Dante, le rêveur éveillé

Dante et son œuvre aux multiples dimensions (l’auteur évoque un hypertexte) sont une pierre angulaire de la tradition occidentale. Le voyage initiatique de la Divine Comédie ne cesse de délivrer ses enseignements à qui persévère dans son imprégnation. Commentés tant de fois, il conserve ses mystères car c’est dans l’intimité de la conscience que ce texte nous parle.

Emmanuel Licht conduit le lecteur sur les sentiers sinueux de la Comédie, toujours ascendants même quand ils se dirigent vers l’Enfer, afin d’indiquer quelques repères, de pointer du doigt des chemins dissimulés et de rappeler à l’essentiel.

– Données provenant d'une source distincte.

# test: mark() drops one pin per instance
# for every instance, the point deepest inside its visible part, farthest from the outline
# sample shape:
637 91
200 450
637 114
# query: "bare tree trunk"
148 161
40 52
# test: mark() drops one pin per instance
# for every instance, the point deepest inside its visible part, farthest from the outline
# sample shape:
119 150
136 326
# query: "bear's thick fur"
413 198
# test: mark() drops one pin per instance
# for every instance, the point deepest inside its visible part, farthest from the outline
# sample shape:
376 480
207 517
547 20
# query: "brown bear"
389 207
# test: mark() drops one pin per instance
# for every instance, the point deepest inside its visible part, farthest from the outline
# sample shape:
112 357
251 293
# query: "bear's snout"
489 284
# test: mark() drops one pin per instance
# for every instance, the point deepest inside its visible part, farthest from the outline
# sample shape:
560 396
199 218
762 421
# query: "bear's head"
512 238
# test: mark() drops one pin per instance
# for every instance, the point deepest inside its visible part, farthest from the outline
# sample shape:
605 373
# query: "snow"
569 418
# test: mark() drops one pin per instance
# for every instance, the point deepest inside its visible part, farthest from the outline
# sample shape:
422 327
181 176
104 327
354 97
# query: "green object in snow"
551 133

L’ouvrage, orné de nombreuses illustrations en couleur, commence naturellement (Nature naturée et Nature naturante) avec Béatrice, à la fois cœur et chemin direct, qui incarne tout aussi bien la Sophia qu’une Isis très alchimique. Le discours d’Emmanuel Licht est à la fois très personnel et porteur de possibilités destinées spécifiquement au lecteur. En effet, il s’adjoint des compagnons de voyage comme Hildegarde de Bingen, Joachim de Fore, Maître Eckhart, Ibn Arabi, Al-Khidr… offrant ainsi des regards divers, prophétiques, non-dualistes (Islam iranien ou Eckhart), kabbalistes, hermétistes, cathares… Il fait appel à des disciplines traditionnelles mais aussi non-traditionnelles comme la psychologie.

Les nombres et les lettres, principalement par le recours à l’hébreu, associés aux symboles, s’organisent en des cohérences nouvelles derrière les interprétations courantes. A l’instar du cycle du Graal, la Divine Comédie s’affranchit des règles instituées pour préserver et transmettre un enseignement d’Amour qui transcende les formes tout en restant inscrit dans la chair. Les Fidèles d’Amour, si chers à Dante, ne sont pas loin, qui rendent au langage sa dimension secrète et créatrice. Car la question de la langue est centrale dans l’œuvre de Dante. Le langage demande à être reconquis, le sens même des sons, perdu, peut être retrouvé. Toute langue peut ainsi devenir sacrée. De même, l’arithmosophie de la Divine Comédie, qui structure le poème, est en elle-même révélatrice.

« Outre sa très grande beauté, nous dit l’auteur, à l’instar des immenses vaisseaux de pierre que sont les cathédrales, ce poème sacré nous fournit une manière de lire notre monde. Exil, catastrophe, déclin, effondrement, Dante a vécu tout cela et plus encore. Son langage est universel et la seule religion qu’il professe est l’Amour. »

Parmi les nombreuses annexes de l’ouvrage, faisant référence aussi bien aux travaux de Jean-Charles Pichon que d’un Cicéron, l’une traite avec justesse de René Daumal et de son livre fétiche Le Mont analogue. Avec la Divine Comédie, c’est bien du Grand Jeu qu’il est question. Dante en décrit les subtilités mais il fait davantage, il donne les clefs pour en rejoindre le Centre immuable, la Source que nous sommes appelés à réintégrer par « Entendement d’Amour ».